Cases involving political prisoners are among the least transparent within Iran’s legal system.

“Typically in these cases, the arrests are made by the intelligence ministry,” said Mr. Sanjabi. “There’s a wide body of evidence from former prisoners and lawyers in Iran that the ministry has complete control over the outcome of the cases, and that it is determined before the trial begins.

“The standard of evidence is quite poor and there’s an over-reliance on confession,” he said. “Incidentally, that’s why you have a lot of lengthy pretrial detentions where the agents tasked with the case beat a confession out of whoever is being charged.”

The Iran Human Rights Documentation Center and other rights groups say the vast majority of exceptions — as many as 70 percent — are for people convicted of drug-related charges. There are pointed examples of people being hanged purely for ethnic and political reasons, but there is little evidence of drug charges being fabricated as cover to execute opposition activists.

In conversations with The Washington Times, U.S. intelligence officials have speculated that the government may simply be engaged in a crackdown to discourage drug use. The catch is that Iran’s narcotics law makes no distinction between possession and heavy trafficking, which has paved the way for authorities to execute hundreds of people on minor charges.

The reality is made all the more disturbing, human rights groups say, by the fact that minorities — specifically Kurds — make up a disproportionate number of those who are hanged.

What’s worse, the total number of executions is rising. Although the Iranian government officially announces less than half of the executions, Amnesty International counted 289 officially announced executions last year and perhaps 450 or more prisoners put to death that were not announced, making Iran second only to China — a country with nearly 20 times Iran’s population — in the world in the number of executions in 2014.

The United States, often criticized for its own capital punishment practices, carried out 43 executions in 2012, 39 in 2013 and 35 last year, according to the Death Penalty Information Center.

Rouhani’s legacy

The rise in executions in recent years has challenged a popular narrative that President Hassan Rouhani, who took office in August 2013, is a moderate fighting for reform in the Islamic republic.

“Ironically, the number of executions under the so-called moderate President Hassan Rouhani has dramatically increased to nearly 1,800, including dozens of dissidents,” said Soona Samsami, representative in the United States for an exiled Iranian opposition group, the National Council of Resistance of Iran.
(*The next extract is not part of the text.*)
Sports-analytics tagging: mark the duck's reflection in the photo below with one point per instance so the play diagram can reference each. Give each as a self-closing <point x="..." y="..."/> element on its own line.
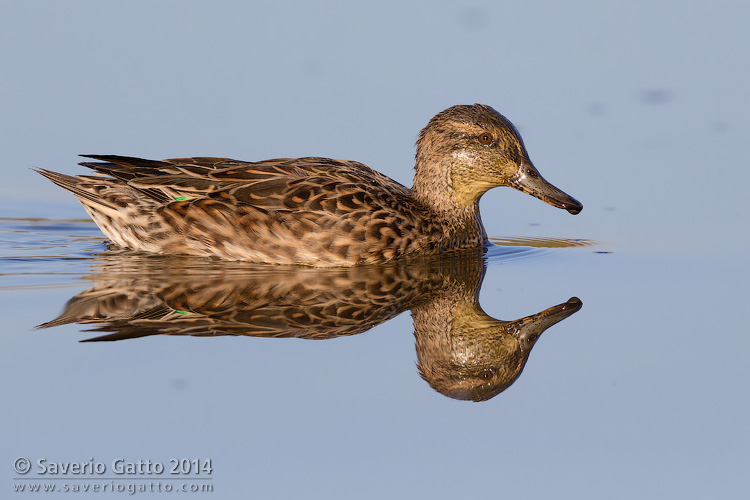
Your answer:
<point x="462" y="352"/>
“The political climate of repression and censorship in Iran, coupled with lack of due process in the judiciary, make it palpably clear that the regime continues to use the death penalty not as a deterrent to ordinary crimes, but as a means of inflicting terror in a young and increasing restless and enraged population,” Ms. Samsami said. “If the recent executions are any evidence of what a ’post-nuclear deal’ Iran looks like as far as human rights are concerned, then it is safe to assume that, as morally unconscionable as it is, human rights in Iran will continue to be sacrificed at the altar of negotiations with Tehran.”

But American officials and human rights advocates caution that the real reason for the surge may reflect a power struggle within Iran’s notoriously veiled political system.

Mr. Rouhani was popularly elected and may have earned a political mandate from Iran’s supreme leader, Ayatollah Ali Khamenei, to thaw relations with the West and see the nuclear negotiations through to a final deal. But the president is also seen to have limited control over the nation’s judiciary, where decisions are made by other players — including Islamist hard-liners with mandates of their own from the supreme leader.

A leading theory is that officials within the judiciary are green-lighting more executions in an attempt to smear Mr. Rouhani’s image as a moderate.

The spike in hangings may result from a desire by hard-liners to hammer home to Iranians that the 75-year-old ayatollah’s grip on society remains tight — even if Mr. Rouhani is speaking the rhetoric of reform on the world stage.

“It is a very sensitive time for the political system in Iran,” said Mr. Sanjabi, “because who knows how long Khamenei is going to be alive?”